Effect of iso- and heterovalent cation substitutions on the superionic Faraday transition in fluorite-type modification $\beta$-PbF$_2$

The influence of isovalent substitutions of Pb$^{2+}$ $\to$ Cd$^{2+}$ and heterovalent substitutions of Pb$^{2+}$ $\to$ Sc$^{3+}$ on a superionic Faraday transition in Pb$_{1-x}$Cd$_x$F$_2$ ($x$ = 0.33) and Pb$_{1-x}$Sc$_x$F$_{2+x}$ ($x$ = 0.1) solid solutions based on the fluorite-type modification $\beta$-PbF$_2$ with sp. gr. $Fm\bar{3}m$ has been studied. The Faraday phase transition can be characterized by the temperature $T_{tr}^\lambda$ corresponding to maximum on the heat capacity curve and temperature $T_{tr}^\alpha$ corresponding to the beginning of the structural disorder anion sublattice. Both of these temperatures are found on the temperature conductivity dependence $\sigma_{dc}(T)$ of $\beta$-PbF$_2$, Pb$_{0.67}$Cd$_{0.33}$F$_2$ and Pb$_{0.9}$Sc$_{0.1}$F$_{2.1}$ crystals. The values of $T_{tr}^\lambda$ and $T_{tr}^\alpha$ in solid solutions compared with $\beta$-PbF$_2$ ($T_{tr}^\lambda$ = 715 $\pm$ 10 K, $T_{tr}^\alpha$ = 597 $\pm$ 12 K) decrease by 100–110 and 30–45 K for Pb$_{0.67}$Cd$_{0.33}$F$_2$ and Pb$_{0.9}$Sc$_{0.1}$F$_{2.1}$, respectively. Decreasing of temperature $T_{tr}^\lambda$ leads to an increase in temperature interval of existence of the superionic state.

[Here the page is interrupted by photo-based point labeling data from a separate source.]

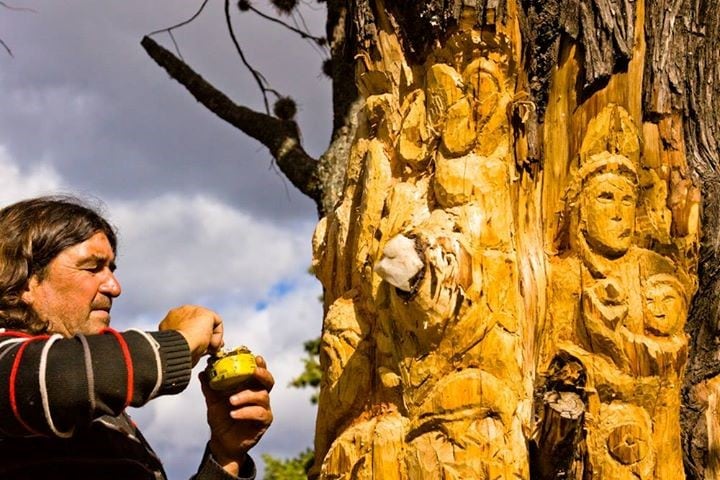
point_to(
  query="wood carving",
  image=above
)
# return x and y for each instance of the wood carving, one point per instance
(488, 318)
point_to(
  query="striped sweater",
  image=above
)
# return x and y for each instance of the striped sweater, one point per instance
(62, 404)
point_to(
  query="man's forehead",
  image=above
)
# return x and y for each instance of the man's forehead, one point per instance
(96, 247)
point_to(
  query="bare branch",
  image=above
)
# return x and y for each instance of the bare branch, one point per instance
(183, 23)
(303, 34)
(259, 79)
(281, 137)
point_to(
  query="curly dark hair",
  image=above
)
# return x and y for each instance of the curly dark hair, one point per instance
(32, 233)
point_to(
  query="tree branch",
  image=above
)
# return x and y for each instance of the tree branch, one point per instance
(281, 137)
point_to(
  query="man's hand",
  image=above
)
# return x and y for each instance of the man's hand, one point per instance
(201, 327)
(238, 418)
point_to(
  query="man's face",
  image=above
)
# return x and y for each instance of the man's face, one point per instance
(76, 292)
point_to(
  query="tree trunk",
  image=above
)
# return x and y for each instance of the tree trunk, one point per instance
(509, 269)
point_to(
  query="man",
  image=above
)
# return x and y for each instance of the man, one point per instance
(66, 377)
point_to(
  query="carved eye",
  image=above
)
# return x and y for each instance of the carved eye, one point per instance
(606, 197)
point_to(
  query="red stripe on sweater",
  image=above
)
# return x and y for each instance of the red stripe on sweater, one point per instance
(13, 378)
(128, 363)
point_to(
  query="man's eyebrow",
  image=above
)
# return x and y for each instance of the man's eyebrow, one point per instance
(96, 258)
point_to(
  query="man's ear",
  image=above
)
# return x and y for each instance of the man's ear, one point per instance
(28, 294)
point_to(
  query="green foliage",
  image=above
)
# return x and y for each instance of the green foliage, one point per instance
(288, 469)
(296, 468)
(311, 375)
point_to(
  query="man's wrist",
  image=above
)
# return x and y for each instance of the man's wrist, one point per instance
(229, 463)
(213, 468)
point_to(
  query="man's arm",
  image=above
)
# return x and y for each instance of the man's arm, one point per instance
(55, 385)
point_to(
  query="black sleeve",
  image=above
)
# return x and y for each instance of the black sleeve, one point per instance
(55, 386)
(210, 469)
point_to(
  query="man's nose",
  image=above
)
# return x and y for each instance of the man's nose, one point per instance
(110, 285)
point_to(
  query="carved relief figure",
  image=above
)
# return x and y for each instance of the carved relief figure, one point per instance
(619, 310)
(432, 331)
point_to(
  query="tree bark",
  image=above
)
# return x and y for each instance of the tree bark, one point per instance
(509, 271)
(520, 249)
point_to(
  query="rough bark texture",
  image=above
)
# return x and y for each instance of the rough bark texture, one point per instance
(479, 301)
(514, 197)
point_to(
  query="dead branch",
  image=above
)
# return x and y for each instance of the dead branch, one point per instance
(281, 137)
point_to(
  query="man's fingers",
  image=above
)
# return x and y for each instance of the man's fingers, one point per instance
(253, 413)
(251, 397)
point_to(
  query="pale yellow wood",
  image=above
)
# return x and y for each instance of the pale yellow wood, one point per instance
(476, 304)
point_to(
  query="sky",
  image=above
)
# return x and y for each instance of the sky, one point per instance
(203, 215)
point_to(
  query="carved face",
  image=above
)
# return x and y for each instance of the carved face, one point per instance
(607, 212)
(664, 308)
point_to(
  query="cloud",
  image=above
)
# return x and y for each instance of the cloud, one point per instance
(15, 184)
(82, 94)
(196, 249)
(176, 425)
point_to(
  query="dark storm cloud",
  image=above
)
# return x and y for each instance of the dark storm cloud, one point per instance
(81, 84)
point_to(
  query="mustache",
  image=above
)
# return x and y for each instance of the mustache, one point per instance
(102, 303)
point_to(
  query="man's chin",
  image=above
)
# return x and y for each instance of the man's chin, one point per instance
(100, 319)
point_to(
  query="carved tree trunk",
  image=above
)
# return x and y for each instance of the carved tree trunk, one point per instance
(509, 269)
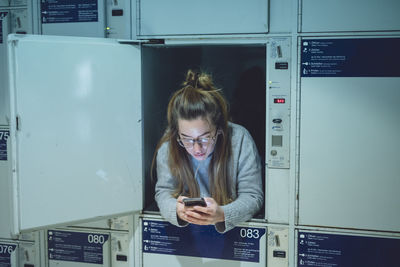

For $T>T_{tr}^\lambda$ the anionic conductivity of fluorite-type Pb$_{0.67}$Cd$_{0.33}$F$_2$, Pb$_{0.9}$Sc$_{0.1}$F$_{2.1}$, and $\beta$-PbF$_2$ crystals reaches anomalously high values of $\sigma_{dc}$ = 1–2 S/cm (873 K) at an ion transfer activation enthalpy equals to $H_\sigma\approx$ 0.3 eV.